What does an ostrich do? Theory has it that an ostrich buries its head in the sand while in the presence of lions and hyenas; foolishly, the ostrich believes that if it cannot see the predator, the predator will not be able to devour the bird because the predator won’t see it either. That strategy doesn’t work out so well for the ostrich. And, it won’t work out so well for business owners or executives that try to ignore the threat of big government.
The best offense is a great defense, so invest in writing out the corporate story. Create messaging that details every aspect of the corporate strategy. Document everything from how the company processes incoming mail, to how the company attracts customers, to how the company sanitizes the bathroom, to how the company deals with complaints. The writing may seem tedious. Yet a written plan will demonstrate attention to detail, the kind of detail that lets investigators know the company takes compliance seriously. A compliance plan should protect the business and all team members.

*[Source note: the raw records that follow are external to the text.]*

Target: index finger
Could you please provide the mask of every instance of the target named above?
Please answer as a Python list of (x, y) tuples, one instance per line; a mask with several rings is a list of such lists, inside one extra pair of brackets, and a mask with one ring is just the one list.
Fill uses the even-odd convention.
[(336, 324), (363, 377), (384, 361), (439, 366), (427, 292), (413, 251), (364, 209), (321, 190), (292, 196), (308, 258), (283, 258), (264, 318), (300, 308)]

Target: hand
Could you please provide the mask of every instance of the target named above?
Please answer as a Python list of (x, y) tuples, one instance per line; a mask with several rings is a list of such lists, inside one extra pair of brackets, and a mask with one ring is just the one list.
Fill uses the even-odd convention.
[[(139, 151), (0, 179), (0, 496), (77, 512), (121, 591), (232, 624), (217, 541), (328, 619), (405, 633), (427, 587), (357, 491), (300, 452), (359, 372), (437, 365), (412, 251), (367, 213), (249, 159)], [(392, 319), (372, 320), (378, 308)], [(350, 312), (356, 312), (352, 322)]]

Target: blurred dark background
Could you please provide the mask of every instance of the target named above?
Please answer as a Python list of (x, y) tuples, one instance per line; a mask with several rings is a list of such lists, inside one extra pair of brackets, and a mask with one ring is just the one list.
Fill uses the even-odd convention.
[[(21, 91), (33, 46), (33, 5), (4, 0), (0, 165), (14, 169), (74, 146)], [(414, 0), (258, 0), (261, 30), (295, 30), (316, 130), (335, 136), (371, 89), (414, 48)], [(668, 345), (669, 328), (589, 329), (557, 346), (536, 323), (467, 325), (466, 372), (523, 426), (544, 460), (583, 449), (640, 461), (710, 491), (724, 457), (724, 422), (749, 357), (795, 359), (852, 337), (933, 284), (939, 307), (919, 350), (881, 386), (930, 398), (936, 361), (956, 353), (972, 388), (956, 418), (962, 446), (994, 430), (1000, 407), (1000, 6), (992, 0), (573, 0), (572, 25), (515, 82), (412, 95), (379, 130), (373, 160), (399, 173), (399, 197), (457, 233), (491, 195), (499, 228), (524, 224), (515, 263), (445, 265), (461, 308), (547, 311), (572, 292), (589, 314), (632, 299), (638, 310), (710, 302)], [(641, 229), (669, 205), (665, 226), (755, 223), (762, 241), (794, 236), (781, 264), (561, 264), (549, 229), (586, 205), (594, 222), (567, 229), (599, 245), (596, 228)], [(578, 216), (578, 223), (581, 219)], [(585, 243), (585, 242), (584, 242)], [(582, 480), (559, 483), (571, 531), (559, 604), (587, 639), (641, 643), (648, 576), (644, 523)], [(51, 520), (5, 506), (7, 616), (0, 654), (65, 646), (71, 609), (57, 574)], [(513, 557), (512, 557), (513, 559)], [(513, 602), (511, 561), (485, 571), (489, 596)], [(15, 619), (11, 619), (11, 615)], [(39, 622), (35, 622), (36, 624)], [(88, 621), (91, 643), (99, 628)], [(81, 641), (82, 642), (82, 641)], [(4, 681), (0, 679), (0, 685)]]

To the extent possible, hire an attorney that specializes in white-collar crime. Task the attorney with assessing pertinent parts of the compliance manual. Business leaders protect themselves when they invest resources to show a commitment to comply with laws and regulations. Such an investment may open opportunities for leniency, deferred-prosecution agreements, or non-prosecution agreements in the unfortunate event that a government investigation begins.
The best chance to negotiate for leniency is before investigators bring charges. If a business gets appropriate counsel, leaders may minimize disruptions that could obliterate the business, and lead team members to prison.